Similarly, homeowners brought the issue up at a meet-and-greet event with the three candidates who ran in a special election to fill a vacant District 3 city council seat. Ranker won that election.

At the April meeting, Ranker explained that getting the state, which owns Kenilworth Avenue, to add a barrier wall in a community whose homes were built later after the highway was built or widened might be difficult. He said Kenilworth Avenue was widened into a divided highway in 1958; most Yarrow homes came along starting a year or two later.

And Nicole Freeh, who lives in Yarrow and works as a highway engineer for a private company, said a barrier wall is largely ineffective if the affected homes sit at a higher elevation than the road where the noise is occurring. An 18-foot wall, for example, would dull the noise heard by homes on elevations of about the same height from the road level, so “the first 100 feet benefit the most,” Freeh said. The homes on Baylor Avenue–the street behind Edmonston Road—sit much higher than the highway and would not get much relief from a barrier wall, Freeh estimated.

Plus, Freeh noted that constructing a wall would require the removal of additional trees.

Cordone said the thick strip of land separating Edmonston Road from Kenilworth Avenue effectively quieted much of the highway noise before the trees were removed and served as a visual barrier between the neighborhood and the state road. Now, she said, the remaining thin layer of trees, bare in some patches, is inadequate as a noise barrier.

“When I moved here in 2007/2008, we had a nice little forest there, and it did cut down on the noise,” said Cordone, who explained that the noise is loudest between 7 p.m. and 11 p.m.

The group’s next move is to meet with the city arborist on May 16 to ask the city to plant large, native trees on that strip of land, and not saplings, which would not offer much protection from the noise until they reach maturity years into the future.

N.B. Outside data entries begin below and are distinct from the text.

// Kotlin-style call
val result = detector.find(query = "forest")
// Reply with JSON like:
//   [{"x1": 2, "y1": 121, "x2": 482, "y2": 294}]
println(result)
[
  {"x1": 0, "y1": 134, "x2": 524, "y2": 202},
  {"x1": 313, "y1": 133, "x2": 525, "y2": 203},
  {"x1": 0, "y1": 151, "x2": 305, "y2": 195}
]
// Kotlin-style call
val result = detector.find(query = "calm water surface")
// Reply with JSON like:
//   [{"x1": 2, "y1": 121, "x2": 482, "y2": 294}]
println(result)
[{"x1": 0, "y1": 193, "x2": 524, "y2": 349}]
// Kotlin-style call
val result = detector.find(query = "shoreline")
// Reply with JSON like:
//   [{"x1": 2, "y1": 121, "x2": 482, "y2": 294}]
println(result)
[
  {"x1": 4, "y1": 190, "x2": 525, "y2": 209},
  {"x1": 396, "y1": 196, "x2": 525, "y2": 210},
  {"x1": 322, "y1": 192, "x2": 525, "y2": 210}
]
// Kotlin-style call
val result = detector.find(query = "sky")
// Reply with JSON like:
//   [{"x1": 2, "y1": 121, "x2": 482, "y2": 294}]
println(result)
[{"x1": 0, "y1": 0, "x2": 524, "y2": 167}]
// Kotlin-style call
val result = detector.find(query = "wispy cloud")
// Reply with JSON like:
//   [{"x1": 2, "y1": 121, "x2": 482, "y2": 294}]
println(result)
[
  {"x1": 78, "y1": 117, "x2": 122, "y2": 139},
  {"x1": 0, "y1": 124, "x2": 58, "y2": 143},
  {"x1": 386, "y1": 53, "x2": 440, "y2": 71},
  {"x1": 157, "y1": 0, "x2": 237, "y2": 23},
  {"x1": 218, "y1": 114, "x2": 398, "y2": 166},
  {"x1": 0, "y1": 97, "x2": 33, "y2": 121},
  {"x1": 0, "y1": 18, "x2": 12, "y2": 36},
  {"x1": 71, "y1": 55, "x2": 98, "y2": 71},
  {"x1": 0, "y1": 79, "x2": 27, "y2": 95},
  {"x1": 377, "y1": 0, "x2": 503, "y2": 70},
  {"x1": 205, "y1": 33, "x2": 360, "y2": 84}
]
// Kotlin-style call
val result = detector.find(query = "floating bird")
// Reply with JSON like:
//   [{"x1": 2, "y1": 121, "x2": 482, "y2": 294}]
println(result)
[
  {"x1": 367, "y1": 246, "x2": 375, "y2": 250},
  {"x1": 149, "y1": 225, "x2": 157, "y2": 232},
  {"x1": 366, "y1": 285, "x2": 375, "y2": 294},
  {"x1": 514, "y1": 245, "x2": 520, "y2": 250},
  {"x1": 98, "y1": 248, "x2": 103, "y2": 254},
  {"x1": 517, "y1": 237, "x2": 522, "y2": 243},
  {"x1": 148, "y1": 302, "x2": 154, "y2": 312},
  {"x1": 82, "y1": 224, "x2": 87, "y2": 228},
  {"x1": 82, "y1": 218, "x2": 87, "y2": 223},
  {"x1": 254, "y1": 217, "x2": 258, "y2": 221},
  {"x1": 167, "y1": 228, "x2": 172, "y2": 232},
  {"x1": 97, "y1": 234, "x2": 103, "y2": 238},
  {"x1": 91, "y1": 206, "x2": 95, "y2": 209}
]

The neighbors also said they will ask the city to support their request for a state-conducted sound study to determine whether a barrier wall is a feasible option or whether the state could take other noise-abatement measures, like installing speed cameras on Kenilworth Avenue.

Ranker said pressure from Yarrow residents could convince state and local officials to take action, but noted results could take time.

Still, he said, “You’ve got to start it. It would be easy to feel daunted by these big projects, but you’ve got to get it started to get it going.”